Los adultos de mi generación, es decir, aquellos que nacimos a mediados de los años cuarenta del pasado siglo estarán de acuerdo conmigo en admitir que los niños de entonces no solíamos tener, en general, sobrepeso. Quizá el motivo de aquella frágil delgadez infantil se debiera a la total ausencia de bollería industrial en los mercados de entonces o más bien a la falta de nutrientes indispensables de cualquier otro tipo que ni yo mismo echo de menos hoy en día. Sea como fuere, no creo en absoluto que los planes de desarrollo del régimen de entonces, paralelos a aquella inestimable ayuda americana que Cáritas Española se ocupaba de distribuir entre los pobres, fueran más que suficientes, a pesar de todo, para conservar nuestra esbelta figura sin llegar a plantearte siquiera si aquella leche en polvo de la que nos proveían semanalmente los curas, sería o no perjudicial para nuestra sólida salud, máxime cuando niños como yo la comíamos (no la bebíamos) en taza, rociada sobre la superficie de azúcar de caña de Cuba, con cuyos blancos sacos, por cierto, regalados por el ventero del barrio, mi madre solía confeccionarnos unas excelentes y frescas camisitas de verano que estrenábamos por San Roque en La Laguna.
Este preámbulo lo traigo a colación porque ya con los años, recordando nuestra primera etapa escolar, admito haber echado mucho de menos la figura del típico compañero de clase algo más gordito que nosotros y que por su notada ausencia sólo habíamos de encontrarle, como simpático personaje, formando parte de las viñetas de los “colorines” que de vez en cuando alquilábamos, para leerlos sentados, delante del “carrito” de caramelos que por una perra gorda su propietario nos permitía ojear durante un tiempo determinado.
Cuando en la actualidad, en los distintos programas de radio o televisión me tropiezo con el tertuliano y director del diario La Razón Francisco Marhuenda, me viene a la memoria la entrañable y obligada ausencia de aquel supuesto compañero de clase entrado en kilos, con gafitas, listillo y que en realidad nunca tuvimos la mala suerte de tener, a pesar de habérmelo imaginado a menudo zampándose unos suculentos bocadillos de mortadela en el recreo, bien alejado de todos nosotros, en un fresco rincón sombreado del patio del Colegio de San Fernando de La Cuesta.
Me enerva muchísimo tener que escuchar siempre en boca de Marhuenda, en cualquiera de sus alocuciones, ese ¿no? como coletilla, para él indispensable, al final de cada una de las frases u oraciones con las que interviene en las tertulias bien radiofónicas o televisivas.
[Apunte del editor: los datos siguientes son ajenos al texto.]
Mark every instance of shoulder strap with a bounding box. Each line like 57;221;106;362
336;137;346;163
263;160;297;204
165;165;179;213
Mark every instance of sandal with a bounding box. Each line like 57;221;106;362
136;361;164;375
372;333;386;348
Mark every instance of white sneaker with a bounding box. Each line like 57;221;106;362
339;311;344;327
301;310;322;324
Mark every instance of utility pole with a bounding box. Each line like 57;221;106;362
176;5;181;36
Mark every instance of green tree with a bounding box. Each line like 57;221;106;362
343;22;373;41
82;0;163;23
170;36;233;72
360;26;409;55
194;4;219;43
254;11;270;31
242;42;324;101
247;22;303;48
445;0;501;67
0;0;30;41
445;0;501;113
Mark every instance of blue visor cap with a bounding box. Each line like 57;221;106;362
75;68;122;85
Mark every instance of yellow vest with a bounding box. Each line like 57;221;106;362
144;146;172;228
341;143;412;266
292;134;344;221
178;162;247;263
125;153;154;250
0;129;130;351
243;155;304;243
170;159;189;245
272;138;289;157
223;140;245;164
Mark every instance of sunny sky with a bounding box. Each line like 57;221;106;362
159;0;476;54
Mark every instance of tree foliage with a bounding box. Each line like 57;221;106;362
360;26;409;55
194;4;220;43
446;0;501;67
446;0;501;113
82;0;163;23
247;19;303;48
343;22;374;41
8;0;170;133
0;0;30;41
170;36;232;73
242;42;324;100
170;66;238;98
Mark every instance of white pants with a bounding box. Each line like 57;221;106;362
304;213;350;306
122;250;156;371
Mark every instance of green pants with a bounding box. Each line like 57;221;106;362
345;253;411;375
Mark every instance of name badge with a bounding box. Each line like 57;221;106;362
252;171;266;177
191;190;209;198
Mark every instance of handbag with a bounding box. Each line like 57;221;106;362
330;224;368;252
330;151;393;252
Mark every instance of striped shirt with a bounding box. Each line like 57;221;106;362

Ello me da derecho a pensar dos cosas: o que no se encuentra del todo seguro del papel público que desempeña como director de La Razón en beneficio del partido en el que milita o que con ese ¿no?, -que siempre tiene por costumbre-, sólo pretendiera demostrar una palpable forzada evidencia; como si el resto de contertulios no alcanzáramos a comprender del todo.